Bad Behavior is largely about sex, but it’s not cheesy or cheap. In this book of short stories, Gaitskill writes about women in the sex industry, people in power play relationships, S&M, and the general psychology of people who engage in so-called “bad behaviors” in a way that’s honest, sometimes brutal, and always beautiful. (For example, the darkly erotic film Secretary was adapted from a story in the book.) I first read this book around the time that I started Slutever, my blog about sexuality that still exists today, and it gave me confidence that writing about sex was a legitimate pursuit, and could be seen as intelligent, meaningful, and maybe even poetic.
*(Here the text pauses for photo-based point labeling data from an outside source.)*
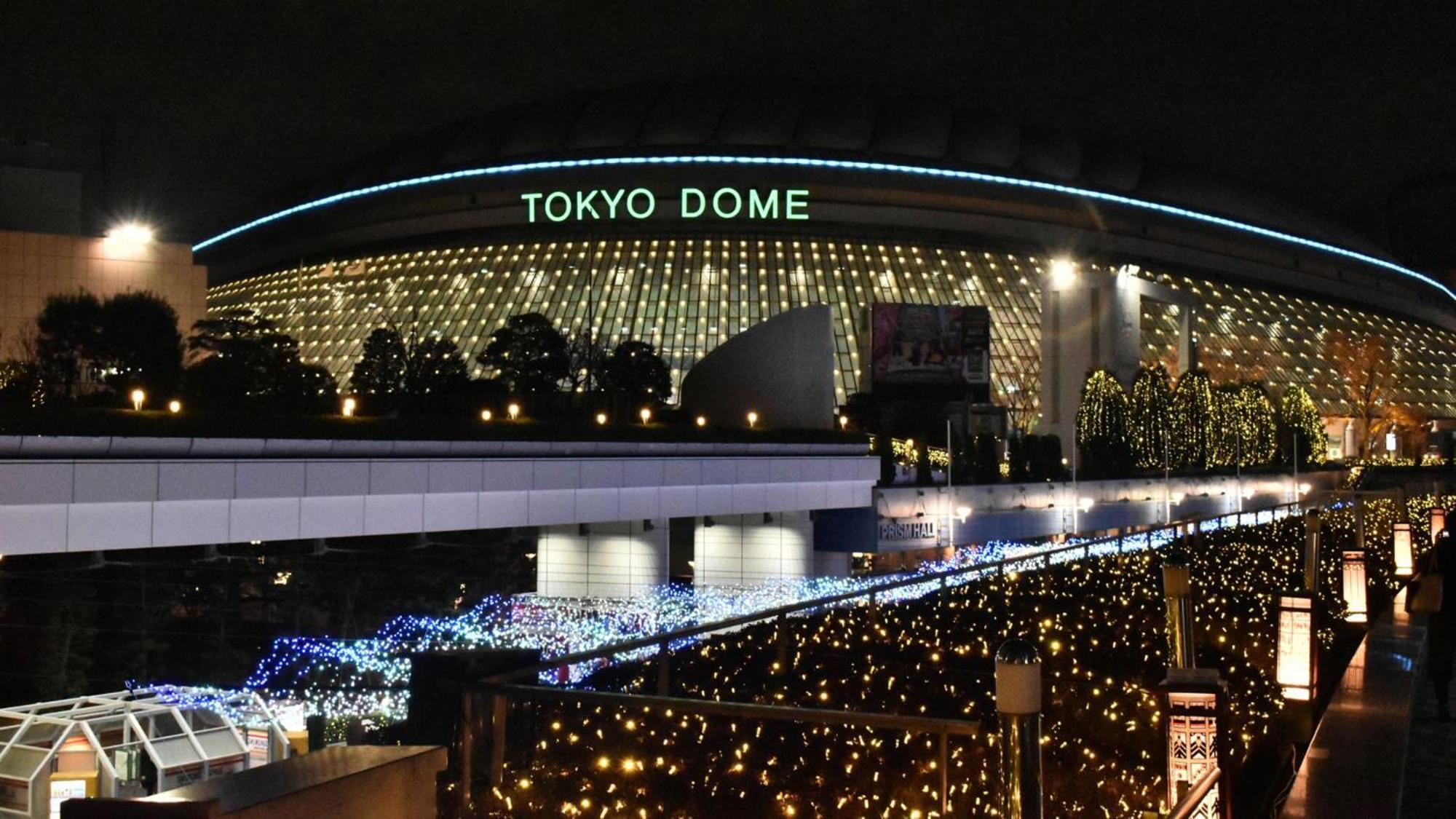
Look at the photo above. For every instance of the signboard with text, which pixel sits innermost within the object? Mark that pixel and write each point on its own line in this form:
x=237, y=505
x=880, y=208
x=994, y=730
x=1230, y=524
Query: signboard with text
x=934, y=352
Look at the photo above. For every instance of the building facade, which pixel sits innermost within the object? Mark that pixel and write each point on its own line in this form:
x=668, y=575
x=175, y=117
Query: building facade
x=684, y=216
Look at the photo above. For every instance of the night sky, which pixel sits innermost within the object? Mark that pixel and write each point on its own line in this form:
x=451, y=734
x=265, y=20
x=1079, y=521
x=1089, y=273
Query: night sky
x=196, y=113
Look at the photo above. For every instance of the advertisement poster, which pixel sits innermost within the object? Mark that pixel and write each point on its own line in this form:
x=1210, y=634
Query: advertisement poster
x=931, y=352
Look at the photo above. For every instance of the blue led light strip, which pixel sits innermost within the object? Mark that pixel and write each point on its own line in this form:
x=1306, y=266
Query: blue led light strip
x=838, y=165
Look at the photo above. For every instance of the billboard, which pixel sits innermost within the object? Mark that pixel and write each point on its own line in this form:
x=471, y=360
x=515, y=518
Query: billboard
x=931, y=352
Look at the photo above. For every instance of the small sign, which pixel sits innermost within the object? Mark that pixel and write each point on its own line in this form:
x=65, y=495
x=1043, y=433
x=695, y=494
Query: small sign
x=917, y=532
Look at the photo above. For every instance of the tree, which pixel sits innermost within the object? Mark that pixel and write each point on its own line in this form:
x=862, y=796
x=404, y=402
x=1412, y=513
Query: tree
x=1299, y=420
x=244, y=360
x=1192, y=420
x=1369, y=376
x=589, y=362
x=68, y=340
x=1023, y=394
x=141, y=344
x=637, y=371
x=379, y=376
x=1101, y=422
x=1151, y=414
x=435, y=368
x=528, y=353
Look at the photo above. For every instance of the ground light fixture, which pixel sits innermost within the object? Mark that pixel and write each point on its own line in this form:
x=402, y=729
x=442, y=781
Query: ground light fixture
x=1297, y=663
x=1404, y=558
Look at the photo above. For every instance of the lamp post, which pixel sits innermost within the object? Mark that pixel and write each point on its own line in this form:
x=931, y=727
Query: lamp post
x=1179, y=595
x=1196, y=703
x=1311, y=550
x=1353, y=586
x=1018, y=705
x=1297, y=649
x=1404, y=558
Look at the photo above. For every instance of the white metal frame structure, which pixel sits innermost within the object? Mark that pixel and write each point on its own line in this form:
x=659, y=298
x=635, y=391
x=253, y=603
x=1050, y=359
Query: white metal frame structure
x=189, y=733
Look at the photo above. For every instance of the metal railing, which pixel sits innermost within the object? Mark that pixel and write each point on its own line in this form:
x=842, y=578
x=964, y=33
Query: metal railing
x=502, y=691
x=665, y=641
  1. IPHIGENIA IN FOREST HILLS: ANATOMY OF A MURDER TRIAL
    Janet Malcolm

Janet Malcolm is such an intellectual badass. This book was an extension of her piece of journalism in the New Yorker, where Malcolm has been a contributor for decades. It’s the fascinating story of a murder trial in the insular Bukharan-Jewish community of Forest Hills, Queens, in which a young physician is accused of hiring an assassin to kill her estranged husband, a respected orthodontist. Malcolm uses the case as a way to examine how a murder trial is conducted, and to look at the American judicial system as a whole. It was the book that first sparked my interest in true crime.

  1. WHITE NOISE
    Don Delillo

If I had to choose my number 1 favorite book of all time, it would be this. (And as this is widely considered one of the great American novels, I’m clearly not the only person who’s been hugely affected by it.) White Noise uses the story of a college professor and his family in small Midwestern town to explore American paranoia, consumerism, and novelty academic intellectualism. I love this book for its ability to to be dark, beautiful, smart, and hysterically funny, all at the same time.

  1. THE HAPPY HOOKER
    Xaviera Hollander

This book is a landmark in terms of sex-positive feminism, and it’s one of the funniest, most honest books I’ve ever read. It’s a memoir by Xaviera Hollander that tells the story of her sexual life, from her first sexual experiences, to becoming one of New York’s highest paid prostitutes, to being the madam of one of the city’s most infamous brothels. She’s one of my heroes, lol.

  1. A SUPPOSEDLY FUN THING I’LL NEVER DO AGAIN
    David Foster Wallace

Another obvious choice, but I have so much love for DFW. I have always been more drawn to his non-fiction, and this collection of essays is my favorite. The first writing of his that I ever read was the title essay of this collection, and it made me want to be a better journalist. It think DFW is a writer that generally inspires other writers to want to be better.

  1. THE PHILOSOPHY OF ANDY WARHOL: FROM A TO B AND BACK AGAIN
    Andy Warhol

This book will be relevant forever: if you re-read it at various points in your life, every time it means something different to you, but it always feels fresh. In it, Warhol shares his musings on topics such as love, sex, money, underwear, and beauty, among others. So much of what he says is so simple and yet so powerful. I admire his ability to be at once superficial and profound.

  1. GUIDE
    Dennis Cooper

I was obsessed with Dennis Cooper during my early 20s. Admittedly, I don’t connect to his writing so much anymore, but his fiction had such an impact on my early writing that I couldn’t leave this book out. His work generally explores sex, death, boredom, perversion, sex work, and usually follows a sexually fluid and/or confused male protagonist who’s tall and deathly thin—aka my exact “type”—so besides being a literary influence, Cooper’s books were also a form of porn for me, I suppose.